I'm trying to stay as active as I can with getting new books out there.

I've just taken on my first one on my own since Puritan Publications changes hands to me solely.

I'd covet your prayers on this.

I have a proof copy of a hardback book coming which is the 1st volume in a series I'm calling: The Writings of A Puritan's Mind, Volume 1, 2, 3, etc.

It will contained sermons, letters, treatises, etc, that have not been published from saints bygone who are likeminded on Puritan and Reformed issues.

The first volume is 300 pages. Its been a task and I;m excited to see how it looks. I'm hoping the text is not sideways and the cover skewed!

We'll see in about a week or so.

I have a team working on translating a couple of other works, and I have two books I am working on personally (a new one on covenant theology too.)

I'm going to republish a couple of the bigger works in hardback (Rutherford's Covenant, my Two Wills and Hetherington's Westminster).

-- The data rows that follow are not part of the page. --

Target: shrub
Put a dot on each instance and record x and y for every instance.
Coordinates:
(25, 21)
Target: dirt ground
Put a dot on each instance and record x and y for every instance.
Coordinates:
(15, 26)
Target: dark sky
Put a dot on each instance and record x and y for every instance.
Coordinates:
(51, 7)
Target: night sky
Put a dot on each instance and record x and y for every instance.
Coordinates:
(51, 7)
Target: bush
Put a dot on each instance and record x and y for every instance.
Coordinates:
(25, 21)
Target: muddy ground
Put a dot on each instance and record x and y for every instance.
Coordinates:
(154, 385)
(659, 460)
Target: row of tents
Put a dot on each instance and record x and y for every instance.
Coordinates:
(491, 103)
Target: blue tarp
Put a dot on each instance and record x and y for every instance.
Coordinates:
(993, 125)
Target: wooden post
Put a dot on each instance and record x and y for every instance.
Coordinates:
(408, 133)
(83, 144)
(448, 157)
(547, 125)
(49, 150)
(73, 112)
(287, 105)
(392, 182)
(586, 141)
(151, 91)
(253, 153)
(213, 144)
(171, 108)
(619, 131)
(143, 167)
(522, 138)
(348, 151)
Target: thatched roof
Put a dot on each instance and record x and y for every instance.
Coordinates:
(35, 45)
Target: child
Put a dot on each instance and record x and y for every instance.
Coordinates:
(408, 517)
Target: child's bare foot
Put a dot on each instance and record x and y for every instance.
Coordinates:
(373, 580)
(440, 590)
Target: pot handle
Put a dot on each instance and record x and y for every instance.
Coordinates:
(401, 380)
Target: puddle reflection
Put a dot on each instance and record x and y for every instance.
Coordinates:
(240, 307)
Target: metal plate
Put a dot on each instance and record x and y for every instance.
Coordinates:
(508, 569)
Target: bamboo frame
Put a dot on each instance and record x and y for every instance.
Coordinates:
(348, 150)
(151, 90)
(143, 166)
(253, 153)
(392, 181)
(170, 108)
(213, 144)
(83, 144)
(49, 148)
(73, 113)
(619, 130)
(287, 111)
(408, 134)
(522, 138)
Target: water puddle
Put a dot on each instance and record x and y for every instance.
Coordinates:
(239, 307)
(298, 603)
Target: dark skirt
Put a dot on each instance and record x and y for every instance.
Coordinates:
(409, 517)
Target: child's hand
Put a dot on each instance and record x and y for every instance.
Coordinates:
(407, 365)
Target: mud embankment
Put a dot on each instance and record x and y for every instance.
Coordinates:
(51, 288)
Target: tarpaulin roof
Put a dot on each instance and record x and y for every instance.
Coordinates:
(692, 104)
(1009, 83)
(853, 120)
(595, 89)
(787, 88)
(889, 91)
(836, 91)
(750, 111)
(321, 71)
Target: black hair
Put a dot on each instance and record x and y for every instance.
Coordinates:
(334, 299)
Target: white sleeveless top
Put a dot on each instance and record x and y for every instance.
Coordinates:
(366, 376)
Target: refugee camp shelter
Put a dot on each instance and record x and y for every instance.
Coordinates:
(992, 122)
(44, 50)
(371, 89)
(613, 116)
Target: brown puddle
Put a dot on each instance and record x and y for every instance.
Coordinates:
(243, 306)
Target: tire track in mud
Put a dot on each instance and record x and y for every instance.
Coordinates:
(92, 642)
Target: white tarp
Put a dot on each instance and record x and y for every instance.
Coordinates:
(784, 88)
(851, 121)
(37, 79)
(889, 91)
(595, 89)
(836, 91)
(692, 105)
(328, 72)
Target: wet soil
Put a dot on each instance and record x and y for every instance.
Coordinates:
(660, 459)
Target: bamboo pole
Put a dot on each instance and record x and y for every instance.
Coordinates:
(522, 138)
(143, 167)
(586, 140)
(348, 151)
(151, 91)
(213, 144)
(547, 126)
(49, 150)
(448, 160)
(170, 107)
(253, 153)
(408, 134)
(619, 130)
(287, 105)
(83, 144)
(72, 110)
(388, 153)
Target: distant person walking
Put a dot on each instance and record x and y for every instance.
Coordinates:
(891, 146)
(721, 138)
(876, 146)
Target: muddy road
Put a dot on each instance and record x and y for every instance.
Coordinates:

I've already finished the 2009 Calendars which never came around for *2008*, but they are ready for 2009. I'm also working on a Calendar on John Calvin alone from 2009 - A Year with Calvin.

All these things are quite a bit of work, but I'd rather be constructive than sleep through the whole night! 

Your prayers are appreciated.


----------



## Ivan (Jul 2, 2008)

Awesome! Looking forward to publications.


----------



## VictorBravo (Jul 2, 2008)

Excellent.


----------



## Ivan (Jul 2, 2008)

I'll tell you one thing, Matthew, you're no slacker!!


----------



## DMcFadden (Jul 3, 2008)

Matthew, I'm sorry, but unless you pick up your pace, we are all going to mistake you for a fence post.


----------



## PuritanCovenanter (Jul 3, 2008)

I want Rutherford in Hardback. It is one thing to want and another to be realistic.


----------



## Southern Presbyterian (Jul 3, 2008)

C. Matthew McMahon said:


> ...but I'd rather be constructive than sleep through the whole night!
> 
> Your prayers are appreciated.



We'll rest in heaven, Brother.

Exciting to hear about future publications.


----------